2. I know people who worked for Jimmy Carter that are still bitter about Ted Kennedy's primary challenge, and I know old LBJ hands who never forgave Gene McCarthy and Bobby Kennedy. But these challenges from the left were a symptom of the problems those Presidents had with their base, not the cause of it, and the fact that there was a rift that never healed helped cause their Presidencies to fail. By contrast, those of us in the Clinton White House left no stone unturned to reach out to progressives after the NAFTA fight, the health care disaster, and the 1994 election. Our ability to head off a primary challenge and enthusiastically unite our party going into the 1996 election allowed us to take control of the election narrative and soundly defeat Bob Dole.

If bloggers, labor, and other progressives are damaging your standing with the Democratic base and taking on the establishment candidates, the answer for the White House is not to bitch about it to reporters or gloat about whatever primary victories you manage to win. To have a successful presidency, the Obama team has to unite the Democratic Party and rekindle the enthusiasm of the door knockers and online contributors and base voters who brought him victory in 2008. It is up to the White House to reach out and fix this problem. They need a strategy to do it involving message, policy, and political outreach; and they need a strong team of people to execute the strategy. When the White House reaches out halfway, the thoughtful leaders of the progressive community will respond. But it is going to take effort, and it is going to take genuine gestures about things that really matter.

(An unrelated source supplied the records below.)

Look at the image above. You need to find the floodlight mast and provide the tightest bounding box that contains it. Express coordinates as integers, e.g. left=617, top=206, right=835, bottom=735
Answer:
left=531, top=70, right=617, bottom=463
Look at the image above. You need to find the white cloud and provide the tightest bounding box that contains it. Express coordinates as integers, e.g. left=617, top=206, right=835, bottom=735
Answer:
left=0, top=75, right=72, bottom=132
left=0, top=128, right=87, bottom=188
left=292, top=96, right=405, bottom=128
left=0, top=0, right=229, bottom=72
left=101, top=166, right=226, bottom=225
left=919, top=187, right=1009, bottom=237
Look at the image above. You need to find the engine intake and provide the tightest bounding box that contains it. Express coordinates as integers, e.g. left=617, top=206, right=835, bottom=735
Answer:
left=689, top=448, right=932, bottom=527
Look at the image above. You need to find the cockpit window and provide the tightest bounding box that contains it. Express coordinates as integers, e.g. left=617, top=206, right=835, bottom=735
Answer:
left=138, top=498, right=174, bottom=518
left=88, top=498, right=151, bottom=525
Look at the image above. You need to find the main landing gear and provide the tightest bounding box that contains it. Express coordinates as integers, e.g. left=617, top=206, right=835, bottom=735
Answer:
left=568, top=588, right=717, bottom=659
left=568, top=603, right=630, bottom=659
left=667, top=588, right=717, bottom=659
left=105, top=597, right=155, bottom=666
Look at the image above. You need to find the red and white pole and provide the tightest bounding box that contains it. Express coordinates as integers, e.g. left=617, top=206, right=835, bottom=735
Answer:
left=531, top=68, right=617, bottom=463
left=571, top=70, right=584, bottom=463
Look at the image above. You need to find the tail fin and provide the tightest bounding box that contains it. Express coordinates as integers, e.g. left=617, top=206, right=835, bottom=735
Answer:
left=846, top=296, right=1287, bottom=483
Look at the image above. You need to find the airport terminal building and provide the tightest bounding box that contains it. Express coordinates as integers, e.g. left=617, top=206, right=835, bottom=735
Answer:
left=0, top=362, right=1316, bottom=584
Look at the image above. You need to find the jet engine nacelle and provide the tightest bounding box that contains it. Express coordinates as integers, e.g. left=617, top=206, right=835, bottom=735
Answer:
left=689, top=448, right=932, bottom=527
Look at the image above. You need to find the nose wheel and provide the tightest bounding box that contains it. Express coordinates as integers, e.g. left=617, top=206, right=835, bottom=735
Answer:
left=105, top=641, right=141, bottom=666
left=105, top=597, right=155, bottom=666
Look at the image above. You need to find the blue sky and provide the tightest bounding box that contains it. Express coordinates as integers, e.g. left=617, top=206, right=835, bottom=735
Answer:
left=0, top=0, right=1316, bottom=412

The Obama team has shown it has the ability to do some amazing things. In 2008, they elected a black man with an African Muslim name, an insurgent candidate with little experience. They turned out record numbers of voters, had more people knocking on doors, and had more contributors then any campaign in American history. In 2009, they passed the biggest jobs and investment bill in history. In 2010, they passed a bill to provide near-universal health care coverage, and a bill to improve regulation of the financial sector. Those were hellishly tough things to do. Now, they have to show they can produce jobs and repair the bridge to their base. If they can figure out how to do all they did so far in 2008, '09, and '10, they ought to be able to figure out how to get these other things accomplished as well. If they do, they will save the Obama Presidency.